In his NY Times column Michael Winerip asked how federal oversight could be so lax:
And part of the answer, as Justin Hamilton, an Education Department spokesman, explained in an e-mail, is that federal officials see their oversight role as limited. The department hires private consultants to rate the quality of a charter applicant, but those consultants “cannot use information not included in the grant application,” he said.
And then today I found it. The piece of evidence that ties it all together. I happened to be looking at the reviewers comments from Tikun Olam's federal application for the grant (yes, this is my idea of fun on a Saturday afternoon…) and I stumbled across this:
Lots of strengths, and NO WEAKNESSES in the applicant's response! Reviewer #1 bought everything that Ms. Akman said in her application hook, line and sinker, even though there was no documentation to back it up, and in fact, it wasn't true. Reviewer #1's narrative confirms that their opinion is based solely on the word of the applicant:
The applicant has also indicated that a proposed facility for the charter school is in a former Catholic school located in a mostly minority, low-income New Brunswick neighborhood. The applicant believes this is a strong statement of the proposed charter school's commitment to ensure that an equal opportunity to attend the school is given to all. (emphasis mine)
And don't miss this part:
The Secretary encourages the applicant to describe how parents and other members of the community will be informed about the charter school, and how the students will be given an equal opportunity to attend the charter school. (emphasis mine)

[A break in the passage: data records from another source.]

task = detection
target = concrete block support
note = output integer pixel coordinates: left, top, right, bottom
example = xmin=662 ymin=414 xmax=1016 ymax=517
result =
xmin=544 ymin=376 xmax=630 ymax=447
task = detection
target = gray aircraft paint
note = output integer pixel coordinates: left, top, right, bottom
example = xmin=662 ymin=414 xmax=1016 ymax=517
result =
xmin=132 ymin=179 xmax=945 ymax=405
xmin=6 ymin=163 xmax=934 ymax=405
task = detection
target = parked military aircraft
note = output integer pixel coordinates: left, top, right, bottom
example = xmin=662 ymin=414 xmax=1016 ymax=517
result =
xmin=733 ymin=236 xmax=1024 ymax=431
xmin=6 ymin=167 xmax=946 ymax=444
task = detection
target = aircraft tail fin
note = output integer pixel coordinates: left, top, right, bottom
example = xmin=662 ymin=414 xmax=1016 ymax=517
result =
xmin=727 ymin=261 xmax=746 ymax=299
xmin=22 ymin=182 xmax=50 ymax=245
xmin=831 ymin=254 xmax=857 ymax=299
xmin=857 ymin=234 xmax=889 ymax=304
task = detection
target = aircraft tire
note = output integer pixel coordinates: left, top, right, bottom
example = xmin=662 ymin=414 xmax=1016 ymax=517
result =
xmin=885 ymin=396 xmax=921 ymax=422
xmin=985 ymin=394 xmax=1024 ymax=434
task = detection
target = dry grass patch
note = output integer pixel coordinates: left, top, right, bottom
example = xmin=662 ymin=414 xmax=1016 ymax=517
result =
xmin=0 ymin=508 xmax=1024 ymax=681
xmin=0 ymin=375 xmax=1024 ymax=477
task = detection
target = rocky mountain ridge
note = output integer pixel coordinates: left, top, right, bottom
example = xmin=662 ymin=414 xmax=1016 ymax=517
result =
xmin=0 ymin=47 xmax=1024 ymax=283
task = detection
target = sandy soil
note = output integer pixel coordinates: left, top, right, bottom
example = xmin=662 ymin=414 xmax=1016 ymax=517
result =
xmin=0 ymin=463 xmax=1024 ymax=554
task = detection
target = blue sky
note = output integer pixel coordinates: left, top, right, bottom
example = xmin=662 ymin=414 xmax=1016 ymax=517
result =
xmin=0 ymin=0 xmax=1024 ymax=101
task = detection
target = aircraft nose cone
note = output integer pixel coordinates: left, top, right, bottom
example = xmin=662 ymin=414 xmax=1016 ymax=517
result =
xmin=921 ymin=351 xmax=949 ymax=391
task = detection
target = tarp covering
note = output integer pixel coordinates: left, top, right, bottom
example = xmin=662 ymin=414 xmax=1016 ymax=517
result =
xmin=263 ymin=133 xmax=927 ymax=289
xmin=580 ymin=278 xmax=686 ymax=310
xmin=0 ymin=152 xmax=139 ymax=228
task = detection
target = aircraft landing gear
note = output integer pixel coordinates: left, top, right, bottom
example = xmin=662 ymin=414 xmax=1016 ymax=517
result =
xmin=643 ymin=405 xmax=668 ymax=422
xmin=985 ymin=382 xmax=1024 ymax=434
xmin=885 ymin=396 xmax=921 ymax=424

So let's put these pieces together. The federal grant application asks, on behalf of Secretary of Education Arne Duncan, how students will be given an equal opportunity to attend the charter school. The applicant says that since the school will be in a Catholic school in a low-income minority neighborhood she believes she has this covered. She just leaves out the inconvenient fact that the Bishop has said she can't have the facility. Reviewer #1 therefore gives this section of the application 3 out of 3 points. Perfect score!
There must be something in place to prevent applicants from making false statements like these in order to dupe Secretary of Education into giving them hundreds of thousands of taxpayer dollars, right?
Why yes there is!
Making false statements (18 U.S.C. § 1001) is the common name for the United States federal crime laid out in Section 1001 of Title 18 of the United States Code, which generally prohibits lying to or concealing (information) from afederal official by oral affirmation, written statement or mere denial. The purpose of the statute is to "punish those who render positive false statements designed to pervert or undermine functions of governmental departments andagencies".[1]
That doesn't sound too good for Ms. Akman, does it? Wonder if she will stick with her story that she didn't misrepresent anyone, especially since this is what sent Martha Stewart to prison.